I use the word fuck in my book, Open Wounds. I haven’t counted how many times.
When people ask me if the book is okay for their teen I always tell them it’s a 13 and up read or a 15 and up read because of the language and the violence. Most people don’t mind but some do. I think the word fuck is used sparingly in my book, not because I thought it would get me in trouble if I used it too much, but because it was only needed when it was needed by the characters who used it. I remember watching the movie Platoon the second time – with my grandfather – and squirming in my seat at the number of times the word fuck or some derivation of it (fucker, fucked-up, fucking, motherfucker, fuck-wad, etc…) was used.
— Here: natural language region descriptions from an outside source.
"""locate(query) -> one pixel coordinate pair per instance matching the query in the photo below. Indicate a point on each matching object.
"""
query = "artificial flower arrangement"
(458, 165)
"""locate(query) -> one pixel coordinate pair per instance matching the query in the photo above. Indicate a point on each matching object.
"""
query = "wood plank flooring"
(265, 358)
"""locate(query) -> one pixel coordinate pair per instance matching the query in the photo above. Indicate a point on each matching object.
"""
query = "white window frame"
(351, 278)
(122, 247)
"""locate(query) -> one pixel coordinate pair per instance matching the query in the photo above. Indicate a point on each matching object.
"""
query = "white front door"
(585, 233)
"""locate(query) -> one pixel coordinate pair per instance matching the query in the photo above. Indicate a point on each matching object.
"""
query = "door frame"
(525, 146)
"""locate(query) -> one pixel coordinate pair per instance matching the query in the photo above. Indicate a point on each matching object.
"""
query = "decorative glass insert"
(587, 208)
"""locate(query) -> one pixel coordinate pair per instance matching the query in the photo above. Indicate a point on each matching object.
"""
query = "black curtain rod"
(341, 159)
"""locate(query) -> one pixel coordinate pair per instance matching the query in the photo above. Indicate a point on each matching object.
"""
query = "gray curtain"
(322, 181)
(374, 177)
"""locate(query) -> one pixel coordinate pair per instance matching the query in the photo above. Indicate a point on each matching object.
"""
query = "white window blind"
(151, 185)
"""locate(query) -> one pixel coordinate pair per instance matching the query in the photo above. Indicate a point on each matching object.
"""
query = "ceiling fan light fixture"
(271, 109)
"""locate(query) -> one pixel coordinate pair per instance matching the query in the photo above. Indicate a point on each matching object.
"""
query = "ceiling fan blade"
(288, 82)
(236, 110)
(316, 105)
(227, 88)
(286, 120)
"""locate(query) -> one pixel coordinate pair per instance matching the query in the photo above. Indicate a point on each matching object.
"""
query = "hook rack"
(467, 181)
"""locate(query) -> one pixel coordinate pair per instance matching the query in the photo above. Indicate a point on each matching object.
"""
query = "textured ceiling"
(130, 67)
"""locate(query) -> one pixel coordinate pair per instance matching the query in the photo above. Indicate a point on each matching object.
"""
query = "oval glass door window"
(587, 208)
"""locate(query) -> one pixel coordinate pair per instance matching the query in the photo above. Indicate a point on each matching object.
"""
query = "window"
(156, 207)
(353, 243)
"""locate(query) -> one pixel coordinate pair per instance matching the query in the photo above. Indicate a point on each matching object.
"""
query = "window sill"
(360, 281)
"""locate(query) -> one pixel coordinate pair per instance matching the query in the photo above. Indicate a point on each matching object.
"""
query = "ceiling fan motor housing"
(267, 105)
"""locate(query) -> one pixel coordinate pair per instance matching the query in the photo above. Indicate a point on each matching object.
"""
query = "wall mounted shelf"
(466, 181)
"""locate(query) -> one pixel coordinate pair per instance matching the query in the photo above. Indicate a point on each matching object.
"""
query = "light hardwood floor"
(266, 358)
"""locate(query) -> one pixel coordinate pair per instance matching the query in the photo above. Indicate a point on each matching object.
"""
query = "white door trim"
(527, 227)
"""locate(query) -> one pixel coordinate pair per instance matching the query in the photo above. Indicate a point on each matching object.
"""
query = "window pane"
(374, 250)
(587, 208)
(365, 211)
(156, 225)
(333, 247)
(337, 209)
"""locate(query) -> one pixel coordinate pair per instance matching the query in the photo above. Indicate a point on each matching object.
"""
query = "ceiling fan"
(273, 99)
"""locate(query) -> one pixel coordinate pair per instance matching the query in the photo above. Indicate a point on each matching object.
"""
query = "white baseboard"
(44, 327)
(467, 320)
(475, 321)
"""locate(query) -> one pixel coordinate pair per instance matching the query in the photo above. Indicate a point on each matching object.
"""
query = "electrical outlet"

Almost every other word that came out of every character’s mouth included some version of fuck. The first time I saw the film I didn’t notice the language at all. The second time, with my grandfather beside me, I couldn’t hear anything but it.
I also remember reading a book last year by Cynthia Kadohata called Cracker: The Best Dog in Vietnam that, although I enjoyed, found it strange to read a whole novel about soldiers in Vietnam and not read one curse. I wonder if she consciously chose not to use the word fuck. I remember asking myself how not one soldier in her reality could get through a conversation without saying fuck at least once. It felt like a spice was missing from the narrative – some dark mole sauce.
I had one person, a friend, tell me his daughter, who was a teen, put my book down because she found the word fuck in it. Another, an adult, told me she finished it but was really shocked that the book contained such language.
What would George Carlin say to all this? Well, his now famous list of the seven words you can’t say on television no longer has any relevance. Because any and all of them can be and have been said on cable and HBO for over a decade. He stopped doing the bit after his own first HBO special.
One in which he used material that he had captured on paper, honed through practice and rewriting over and over again, and finally… perfected.
I enjoy reading your take on the book. I haven’t read it, but I find it interesting both that some people are so shocked to read the word “fuck” and that our tolerance or acceptance on TV for example has changed so much in such a relatively short time. I think you can’t get through a week of primetime shows without hearing someone refer to someone else as a “douchebag”. And what I find hilarious is, the majority of young adults have no real idea what one is.
January 6, 2012 at 12:00 am
Good to hear from you, Jane! Yes, it’s amazing what young adults use and don’t know. I bet it works for many adults too. What I liked about Carlin was that he explained it all – every possible meaning each word could have and every way you could use it. He should be on everyone’s curriculum so at least we’d all know what we were saying and could be more conscious of what we were using in the way or heavy artillery. I’m always on favor of being more literate.
Send my best to Helen and I hope you both had a good holiday! Happy new year to you both.
January 6, 2012 at 9:35 am
I haven’t read this, but I love Carlin. And I have something to say about cursing. Curse words are colorful language. They may no longer be as taboo as they used to be, but they still make you feel alive to say them.
I don’t swear around my kids, but I know they swear when I’m not around. Or at least I hope they do. I sure as hell did as a kid. That’s why there’s “foul” language in my novel. Because that’s what those kind of kids would talk like. I know, because I was one.
But there is also another side. I always think about Harry Potter when I think about this. Bitch is not really that bad of a word–it’s certainly not fuck–but it can stand out, especially to young readers. Anyway, Rowling really gave that word weight, when it was finally used, because it was the first swear word in the entire series. Stephen King wrote about how she handled it, and probably said it better than me.
January 6, 2012 at 10:33 am
I agree, though I don’t curse too much anymore and there are defintely some words that just aren’t “right” coming out of my mouth. A great reason for why some characters will use some words and not others. Harry Potter is an amazing example of a book that didn’t use much in the way of swear words, which I agree made its use all the more powerful when it was used. What’s the King piece? Can you point me in the direction of the article? It sounds good.